Conforme é sabido, as conclusões do recurso delimitam o âmbito do seu conhecimento e destinam-se a habilitar o tribunal superior a conhecer as razões pessoais de discordância do recorrente em relação à decisão recorrida (artigos 402º, 403º, 412º, n.º 1, todos do Código de Processo Penal e, v.g., Ac. do STJ de 19-6-1996, BMJ n.º 458, pág. 98) Neste recurso, a única questão a apreciar e decidir consiste em saber se o Presidente da Câmara pode ou não delegar num vereador a competência para ordenar e fixar prazo para a cessação da utilização a que se refere o artigo 109º do Dec.Lei n.º 555/99, de 16 de Dezembro (Regime Jurídico da Urbanização e da Edificação).

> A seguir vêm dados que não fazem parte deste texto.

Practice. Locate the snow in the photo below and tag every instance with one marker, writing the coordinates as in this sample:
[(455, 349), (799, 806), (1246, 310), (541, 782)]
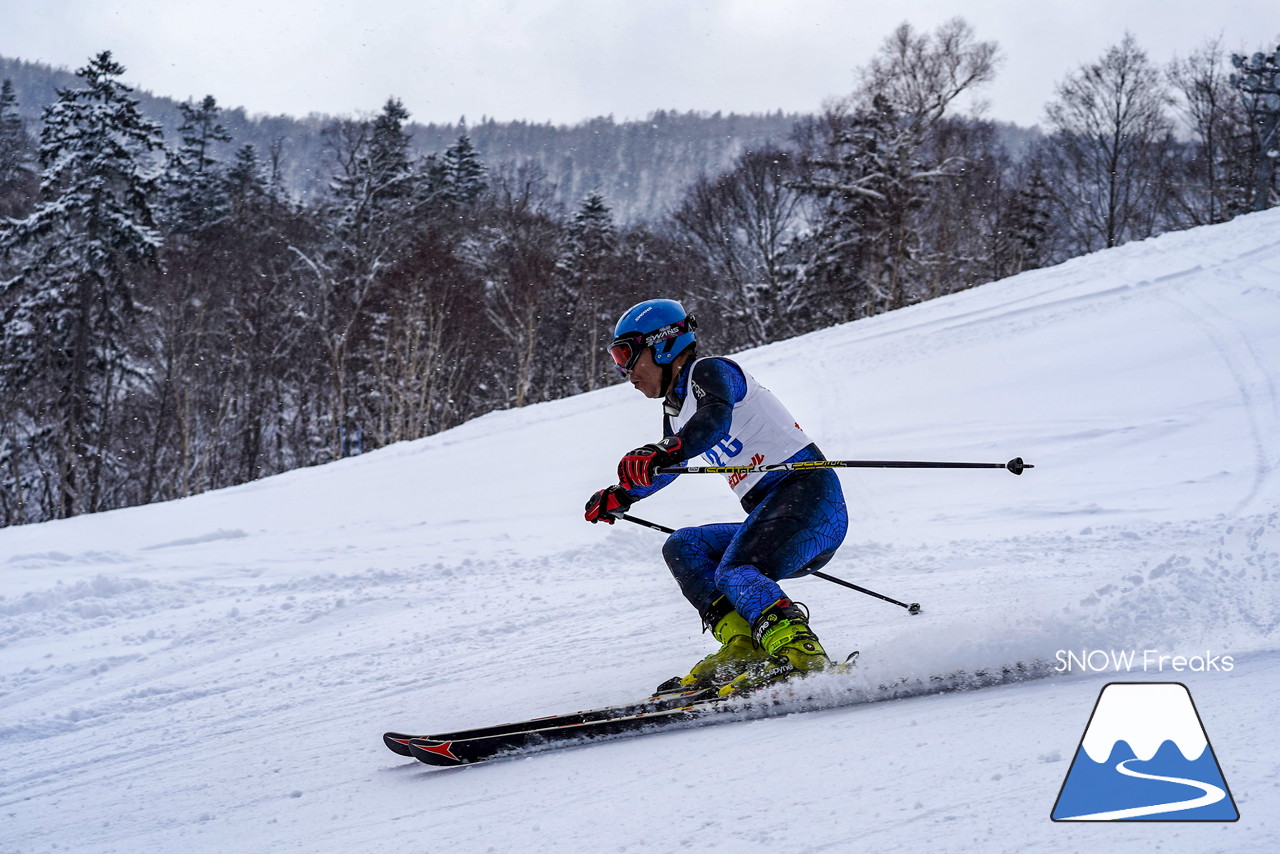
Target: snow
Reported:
[(214, 674)]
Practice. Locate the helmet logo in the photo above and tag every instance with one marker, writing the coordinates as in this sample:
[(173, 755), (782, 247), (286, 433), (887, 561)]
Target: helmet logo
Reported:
[(666, 333)]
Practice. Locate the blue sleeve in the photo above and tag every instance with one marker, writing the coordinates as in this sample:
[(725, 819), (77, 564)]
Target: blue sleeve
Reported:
[(716, 384)]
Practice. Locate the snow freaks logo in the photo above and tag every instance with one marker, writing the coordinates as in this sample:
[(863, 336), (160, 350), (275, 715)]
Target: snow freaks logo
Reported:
[(1144, 756), (1144, 660)]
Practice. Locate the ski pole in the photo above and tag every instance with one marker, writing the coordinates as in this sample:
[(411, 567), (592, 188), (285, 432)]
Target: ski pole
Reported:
[(914, 608), (1014, 465)]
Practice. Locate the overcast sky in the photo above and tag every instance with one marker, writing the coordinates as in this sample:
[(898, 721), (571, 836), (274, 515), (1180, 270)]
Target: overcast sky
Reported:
[(567, 60)]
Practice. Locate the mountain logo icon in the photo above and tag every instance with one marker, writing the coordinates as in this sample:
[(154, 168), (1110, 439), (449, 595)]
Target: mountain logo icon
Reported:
[(1144, 756)]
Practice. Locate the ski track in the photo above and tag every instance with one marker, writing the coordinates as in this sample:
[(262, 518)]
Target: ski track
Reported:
[(1210, 794), (215, 674)]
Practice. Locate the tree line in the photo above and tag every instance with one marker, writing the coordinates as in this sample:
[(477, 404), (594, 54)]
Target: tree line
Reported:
[(174, 322)]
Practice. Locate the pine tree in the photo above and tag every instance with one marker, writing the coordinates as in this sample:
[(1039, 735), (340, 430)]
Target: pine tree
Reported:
[(1258, 85), (69, 311), (17, 156), (586, 265), (464, 172), (196, 191)]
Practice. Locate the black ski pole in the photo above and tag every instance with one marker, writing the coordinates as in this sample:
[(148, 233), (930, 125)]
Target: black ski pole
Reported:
[(910, 608), (1014, 465)]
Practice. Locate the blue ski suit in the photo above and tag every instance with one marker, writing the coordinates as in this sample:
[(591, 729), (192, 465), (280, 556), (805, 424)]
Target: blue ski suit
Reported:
[(795, 520)]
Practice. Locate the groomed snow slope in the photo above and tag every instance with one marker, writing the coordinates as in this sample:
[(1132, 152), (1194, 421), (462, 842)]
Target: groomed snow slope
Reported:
[(214, 674)]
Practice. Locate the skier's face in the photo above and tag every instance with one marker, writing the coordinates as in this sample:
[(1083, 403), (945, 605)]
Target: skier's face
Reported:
[(647, 375)]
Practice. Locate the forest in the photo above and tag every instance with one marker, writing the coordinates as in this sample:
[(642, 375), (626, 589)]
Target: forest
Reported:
[(179, 315)]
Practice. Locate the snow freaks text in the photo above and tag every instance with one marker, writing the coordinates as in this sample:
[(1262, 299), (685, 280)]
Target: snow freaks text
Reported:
[(1152, 661)]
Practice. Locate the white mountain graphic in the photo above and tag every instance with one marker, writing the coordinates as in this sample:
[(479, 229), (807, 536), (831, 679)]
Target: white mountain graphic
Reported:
[(1144, 756), (1146, 715)]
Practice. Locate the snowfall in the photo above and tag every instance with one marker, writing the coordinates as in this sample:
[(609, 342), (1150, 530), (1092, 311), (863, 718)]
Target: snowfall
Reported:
[(215, 674)]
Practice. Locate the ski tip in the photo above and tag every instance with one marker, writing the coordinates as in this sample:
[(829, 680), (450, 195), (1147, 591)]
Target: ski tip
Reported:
[(398, 743), (434, 753)]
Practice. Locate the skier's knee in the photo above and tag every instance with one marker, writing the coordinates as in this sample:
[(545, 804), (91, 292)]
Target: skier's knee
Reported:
[(680, 547)]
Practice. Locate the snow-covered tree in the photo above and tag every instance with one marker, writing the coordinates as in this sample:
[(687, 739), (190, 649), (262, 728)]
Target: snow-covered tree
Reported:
[(586, 265), (871, 167), (71, 307), (18, 182), (1258, 82), (192, 179), (464, 172), (743, 223), (1110, 147)]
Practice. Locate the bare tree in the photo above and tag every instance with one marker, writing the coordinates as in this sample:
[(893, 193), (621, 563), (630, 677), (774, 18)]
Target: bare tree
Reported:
[(743, 223), (1215, 117), (1111, 138)]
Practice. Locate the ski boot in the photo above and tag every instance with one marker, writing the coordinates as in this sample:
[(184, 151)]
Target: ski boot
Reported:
[(737, 652), (790, 648)]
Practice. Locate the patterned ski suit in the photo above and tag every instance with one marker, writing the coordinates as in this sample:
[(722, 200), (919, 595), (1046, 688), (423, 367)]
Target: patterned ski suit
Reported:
[(795, 520)]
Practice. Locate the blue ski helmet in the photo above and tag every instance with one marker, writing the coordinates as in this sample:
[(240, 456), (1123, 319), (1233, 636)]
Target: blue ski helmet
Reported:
[(662, 325)]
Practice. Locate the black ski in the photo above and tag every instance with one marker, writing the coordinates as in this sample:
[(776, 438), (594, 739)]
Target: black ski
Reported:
[(456, 752), (398, 741), (693, 708)]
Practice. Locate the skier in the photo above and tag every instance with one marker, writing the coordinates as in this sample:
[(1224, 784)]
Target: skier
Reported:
[(795, 520)]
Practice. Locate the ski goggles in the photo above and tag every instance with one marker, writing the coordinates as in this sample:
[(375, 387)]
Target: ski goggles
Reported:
[(626, 350)]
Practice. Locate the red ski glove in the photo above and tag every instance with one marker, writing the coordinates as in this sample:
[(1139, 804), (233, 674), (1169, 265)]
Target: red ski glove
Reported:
[(638, 466), (606, 505)]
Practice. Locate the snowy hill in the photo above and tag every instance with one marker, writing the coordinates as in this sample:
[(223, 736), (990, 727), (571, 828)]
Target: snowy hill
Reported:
[(214, 674)]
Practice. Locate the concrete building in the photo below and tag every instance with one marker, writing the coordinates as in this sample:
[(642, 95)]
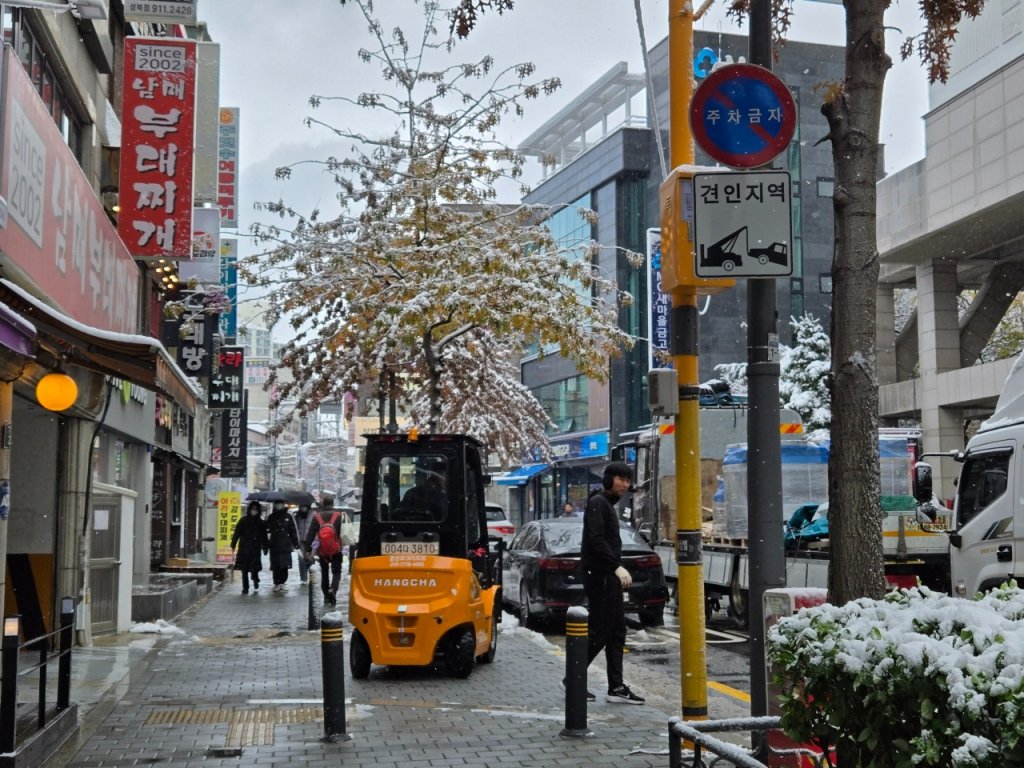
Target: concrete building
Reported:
[(605, 157), (954, 222)]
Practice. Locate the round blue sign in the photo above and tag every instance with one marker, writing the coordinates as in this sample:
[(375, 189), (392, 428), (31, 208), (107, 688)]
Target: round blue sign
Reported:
[(742, 116)]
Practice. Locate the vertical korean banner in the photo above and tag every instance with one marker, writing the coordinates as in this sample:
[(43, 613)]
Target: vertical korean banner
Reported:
[(229, 284), (205, 264), (227, 168), (233, 435), (157, 147), (228, 512), (659, 304)]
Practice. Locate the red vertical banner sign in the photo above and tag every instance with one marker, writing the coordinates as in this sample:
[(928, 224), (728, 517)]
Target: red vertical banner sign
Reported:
[(157, 147)]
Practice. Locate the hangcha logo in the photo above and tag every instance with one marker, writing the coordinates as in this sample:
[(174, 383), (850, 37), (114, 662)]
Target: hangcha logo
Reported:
[(404, 583)]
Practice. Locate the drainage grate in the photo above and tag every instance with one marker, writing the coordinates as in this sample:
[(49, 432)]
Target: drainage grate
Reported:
[(245, 727), (224, 752)]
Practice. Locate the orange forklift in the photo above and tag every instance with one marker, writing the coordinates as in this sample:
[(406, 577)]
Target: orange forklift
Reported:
[(426, 583)]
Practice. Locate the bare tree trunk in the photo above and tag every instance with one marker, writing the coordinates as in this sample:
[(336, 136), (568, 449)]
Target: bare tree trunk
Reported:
[(857, 567), (430, 354)]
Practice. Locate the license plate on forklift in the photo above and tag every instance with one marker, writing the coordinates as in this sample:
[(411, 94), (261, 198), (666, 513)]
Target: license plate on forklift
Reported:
[(410, 548)]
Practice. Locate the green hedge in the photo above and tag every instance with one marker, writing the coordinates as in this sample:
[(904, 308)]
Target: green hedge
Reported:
[(914, 679)]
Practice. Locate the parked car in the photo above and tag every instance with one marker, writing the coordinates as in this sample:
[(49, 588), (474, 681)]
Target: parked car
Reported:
[(499, 523), (543, 576)]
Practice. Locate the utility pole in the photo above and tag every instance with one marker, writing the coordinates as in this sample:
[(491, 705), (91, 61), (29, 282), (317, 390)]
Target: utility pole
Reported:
[(679, 279), (767, 558)]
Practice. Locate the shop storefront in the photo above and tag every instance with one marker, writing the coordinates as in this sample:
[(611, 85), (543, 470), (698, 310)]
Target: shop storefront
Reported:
[(539, 489)]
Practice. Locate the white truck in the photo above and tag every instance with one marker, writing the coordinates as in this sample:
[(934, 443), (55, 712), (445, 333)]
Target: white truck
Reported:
[(989, 499), (911, 550)]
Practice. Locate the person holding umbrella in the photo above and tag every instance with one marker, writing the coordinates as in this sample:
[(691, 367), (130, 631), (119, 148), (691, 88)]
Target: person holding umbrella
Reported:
[(283, 539), (250, 538)]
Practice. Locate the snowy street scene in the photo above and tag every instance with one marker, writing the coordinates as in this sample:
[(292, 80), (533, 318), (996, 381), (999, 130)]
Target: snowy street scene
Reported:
[(511, 383)]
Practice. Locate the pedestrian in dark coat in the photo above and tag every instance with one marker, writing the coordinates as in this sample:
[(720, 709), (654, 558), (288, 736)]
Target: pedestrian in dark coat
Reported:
[(303, 516), (284, 540), (250, 537), (605, 579)]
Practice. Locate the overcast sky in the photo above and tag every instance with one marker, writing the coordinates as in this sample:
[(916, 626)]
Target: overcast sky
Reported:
[(275, 54)]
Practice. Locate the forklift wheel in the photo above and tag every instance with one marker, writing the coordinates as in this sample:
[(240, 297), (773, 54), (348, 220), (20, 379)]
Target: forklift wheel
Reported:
[(460, 656), (493, 648), (359, 657)]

*2. A fundamentação da decisão recorrida É a seguinte a fundamentação da decisão recorrida (transcrição): «O Ministério Público tem legitimidade para o exercício da acção penal. Inexistem nulidades, excepções ou outras questões prévias de que cumpra conhecer e que obstem à apreciação do mérito da causa.

*II - Registe e autue como processo comum com intervenção do tribunal singular.

*III - Rejeito a acusação deduzida pelo Ministério Público contra os arguidos Carlos R...; Miguel O...; Rui M... e Avelino S... pelas razões que se passam a expor: Nos presentes autos de processo comum singular, vem imputada a cada arguido a prática de um crime de desobediência, p. e p. pelo art. 348°, n.º1, a!. a), Cód. Penal, com referência aos arts. 100°, n.º 1, 106° e 109°, n.º 1, do DL n.º 555/99, de 16.12, na redacção dada pelo DL n.º 177/2001, de 4.6.

Nos termos do art. 348°, n.º 1, a), do C. Penal, comete o crime de desobediência quem faltar à obediência devida a ordem ou a mandado legítimos, regularmente comunicados e emanados de autoridade ou funcionário competente, se: a) Uma disposição legal cominar, no caso, a punição da desobediência simples; ou b) Na ausência de disposição legal, a autoridade ou o funcionário fizerem a correspondente cominação.

São elementos objectivos do crime de desobediência: - a ordem ou mandado; - a legalidade substancial e formal da ordem ou mandado; - a competência da autoridade ou funcionário para a emissão da ordem ou mandado; e - a regularidade da sua transmissão ao destinatário.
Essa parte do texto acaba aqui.